Dados indicam que, das mais de 52 mil ocorrências de violência contra a mulher em 2025, 80 resultaram em feminicídio e 264 foram tentativas. Em 2024, foram 73 feminicídios consumados e 236 tentativas, segundo o Observatório Estadual da Segurança Pública. Em janeiro de 2025 foram registrados nove feminicídios; em 2024, 12.
Em entrevista ao Brasil de Fato RS, a delegada Waleska Alvarenga, diretora da Divisão de Proteção e Atendimento à Mulher do Departamento de Proteção a Grupos Vulneráveis (Dipam/DPGV), afirmou que “os dados mostram que a violência de gênero no Rio Grande do Sul segue sendo um problema estrutural e persistente”. Para ela, “o que os dados revelam é uma dinâmica de violência que, em grande parte dos casos, se desenvolve ao longo do tempo, dentro de relações marcadas por controle, ameaças e agressões anteriores. O feminicídio costuma ser o desfecho de um ciclo que não foi interrompido a tempo”, declarou.
Crianças órfãs, impactos duradouros e subnotificação
A delegada também destacou os efeitos sobre crianças e adolescentes. Em 2025, os feminicídios no Rio Grande do Sul deixaram 116 órfãos. Isso evidencia que a violência letal contra mulheres gera impactos profundos e duradouros, atingindo diretamente também a infância e impondo demandas estruturais à rede de proteção social.
De acordo com Alvarenga, a subnotificação segue sendo um desafio central. “Os dados mostram que 74,7% das vítimas de feminicídio não possuíam ocorrência policial prévia e 94,9% não tinham medida protetiva vigente à época do crime. Isso indica que grande parte das situações de violência não chega ao conhecimento do sistema de proteção antes do desfecho letal”, afirmou.
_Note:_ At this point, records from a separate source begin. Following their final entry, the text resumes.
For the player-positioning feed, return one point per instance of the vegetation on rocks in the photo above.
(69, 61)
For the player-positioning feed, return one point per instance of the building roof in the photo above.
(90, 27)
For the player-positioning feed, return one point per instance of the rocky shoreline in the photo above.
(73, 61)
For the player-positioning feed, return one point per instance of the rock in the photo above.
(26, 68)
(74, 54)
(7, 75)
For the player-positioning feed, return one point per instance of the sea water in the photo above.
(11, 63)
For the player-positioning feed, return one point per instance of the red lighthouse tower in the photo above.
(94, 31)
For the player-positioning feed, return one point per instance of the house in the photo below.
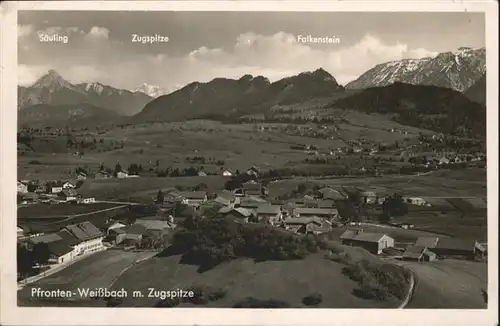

Perfil dos crimes e falhas nas políticas públicas
A delegada informou que “85% dos feminicídios ocorreram no contexto de relações íntimas, sendo o agressor, em sua maioria, companheiro ou ex-companheiro da vítima”. A residência foi o local do crime em 77,2% dos casos, e os principais instrumentos utilizados foram arma branca (46,8%) e arma de fogo (27,8%). Para Alvarenga, mudanças são urgentes, e isso inclui fortalecimento das políticas de prevenção, ampliação da estrutura do atendimento especializado, maior efetividade das medidas protetivas e integração de dados entre os órgãos, políticas públicas que assegurem proteção, autonomia e acolhimento às mulheres, e rápida responsabilização do agressor.
A jornalista e integrante do Levante Feminista contra o Feminicídio, Lesbocídio e Transfeminicídio Télia Negrão avalia que há uma cortina de fumaça feita por afirmações inverídicas, de que o estado está cumprindo seu dever, de que há pontos de referência nos municípios gaúchos, que qualquer serviço, sem servidores capacitados e sem estruturas adequadas, é capaz de proteger uma mulher. “Esta é uma postura omissa, irresponsiva, pois não há milagres para garantir a vida das vítimas: há trabalho sério, comprometido e qualificado.”
A advogada Rafaela Caporal, coordenadora da área de enfrentamento às violências da Themis, os números apontam para uma violência “enraizada em desigualdades estruturais e nas relações de poder baseadas no gênero”. Para a advogada, há insuficiência e falha na implementação das políticas de prevenção. “A gente não fala sobre igualdade de gênero, não fortalece as redes de acolhimento e de proteção às mulheres e não tem um atendimento integrado entre o sistema de justiça, segurança, assistência social e saúde. Será que a gente tem como fazer um enfrentamento à violência de gênero e aos feminicídios sem a política pública? Não me parece que é uma realidade”, analisou.